问题
I am thinking about having two separate alarms to gather a user's location data every hour, one that goes off every 59 minutes to "connect" the client and a second to actually get the location and then subsequently disconnect the client.
In terms of battery life, is there anything else I should consider doing if getting the user's location will be the primary drain of the app? Or, is there a different approach to having two alarms? I originally only had a single alarm, but performing a (!mLocationClient.isConnected) then connect check does not give the client enough time to connect.
Thanks for your insight.
The two alarms would go off something like this:
private int PERIODIC_UPDATE = 60000*60; //gets location and disconnects every hour
private int PERIODIC_RECONNECTION_UPDATE = 60000*59; //connects 1 minute before getLocation call
Timer toReconnect = new Timer();
toReconnect.schedule(new TimerTask() {
@Override
public void run() {
mLocationClient.connect();
}
}, 5000, PERIODIC_RECONNECTION_UPDATE);
Timer theTimer = new Timer();
theTimer.schedule(new TimerTask(){
@Override
public void run() {
try {
if(!mLocationClient.isConnected()) {
mLocationClient.connect();
//This will not have much affect because cannot so quickly, will remove.
}
Location theLocation = mLocationClient.getLastLocation();
if(theLocation!=null) {
checkPostLocation(theLocation);
mLocationClient.disconnect();
}
} catch (Exception e) {
e.printStackTrace();
}
}}, 5000, PERIODIC_UPDATE);
回答1:
Do you actually need to track the user?
If it's just about UI, then use getLastKnownLocation(PASSIVE_PROVIDER) and you should get something semi-accurate assuming they used location services on their phone somewhere else.
If you need to actually triangulate the user, realize the different providers use different battery. Passive < Network < GPS.
The more you locate the user, the more battery with GPS taking the most battery and time.
Start the service by intent one a schedule, 1 hour or whatever, only one service necessary. Only live for a maximum of 1 minute (or less), listen on all Location providers. After the minute or accuracy is good enough, you save the result and shut down the service.
回答2:
See the "Receiving Location Updates" section on the Android developer docs for a detailed discussion of this topic with the new Fused LocationProvider:
http://developer.android.com/training/location/receive-location-updates.html
This gives you the option to register an Intent with a LocationListener to the Fused LocationProvider that is automatically triggered by the internal Google Services framework when it is considered "efficient" to do so. I would trust that this framework has a much greater potential to optimize power usage, since it has a lot more knowledge of what else is going on in the system vs. an app-registered Timer.
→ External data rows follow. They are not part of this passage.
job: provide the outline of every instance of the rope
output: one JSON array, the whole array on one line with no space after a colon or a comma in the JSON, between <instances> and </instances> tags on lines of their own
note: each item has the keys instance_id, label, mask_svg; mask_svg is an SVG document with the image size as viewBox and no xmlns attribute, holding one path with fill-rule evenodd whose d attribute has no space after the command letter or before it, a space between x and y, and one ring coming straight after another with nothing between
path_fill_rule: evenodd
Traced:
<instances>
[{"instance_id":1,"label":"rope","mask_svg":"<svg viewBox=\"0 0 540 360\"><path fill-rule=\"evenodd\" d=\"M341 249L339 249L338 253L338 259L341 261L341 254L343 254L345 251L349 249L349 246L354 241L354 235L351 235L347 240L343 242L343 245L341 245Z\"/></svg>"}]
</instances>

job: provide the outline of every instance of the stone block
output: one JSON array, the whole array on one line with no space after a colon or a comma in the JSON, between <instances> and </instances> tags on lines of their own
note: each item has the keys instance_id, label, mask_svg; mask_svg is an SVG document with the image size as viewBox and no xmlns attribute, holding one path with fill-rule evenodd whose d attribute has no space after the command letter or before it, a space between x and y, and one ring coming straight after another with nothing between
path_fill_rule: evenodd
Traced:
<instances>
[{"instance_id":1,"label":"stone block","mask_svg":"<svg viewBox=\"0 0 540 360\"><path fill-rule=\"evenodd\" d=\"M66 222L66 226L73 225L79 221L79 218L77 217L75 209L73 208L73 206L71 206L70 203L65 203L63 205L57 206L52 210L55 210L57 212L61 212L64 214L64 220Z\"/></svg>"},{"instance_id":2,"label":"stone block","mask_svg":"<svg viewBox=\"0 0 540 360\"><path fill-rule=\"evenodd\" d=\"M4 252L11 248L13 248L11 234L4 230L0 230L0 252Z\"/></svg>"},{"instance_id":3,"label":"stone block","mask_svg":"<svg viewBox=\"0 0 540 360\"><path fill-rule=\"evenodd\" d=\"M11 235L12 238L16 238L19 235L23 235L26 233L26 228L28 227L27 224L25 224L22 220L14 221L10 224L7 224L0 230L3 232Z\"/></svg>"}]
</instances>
Here are your options for registering a listener with different power priority levels, which will result in different levels of battery drain, as listed in the above docs:
- PRIORITY_BALANCED_POWER_ACCURACY - Used with setPriority(int) to request "block" level accuracy. Block level accuracy is considered to be about 100 meter accuracy. Using a coarse accuracy such as this often consumes less power.
- PRIORITY_HIGH_ACCURACY - Used with setPriority(int) to request the most accurate locations available. This will return the finest location available (and the greatest potential for energy drain).
- PRIORITY_NO_POWER - Used with setPriority(int) to request the best accuracy possible with zero additional power consumption. No locations will be returned unless a different client has requested location updates in which case this request will act as a passive listener to those locations.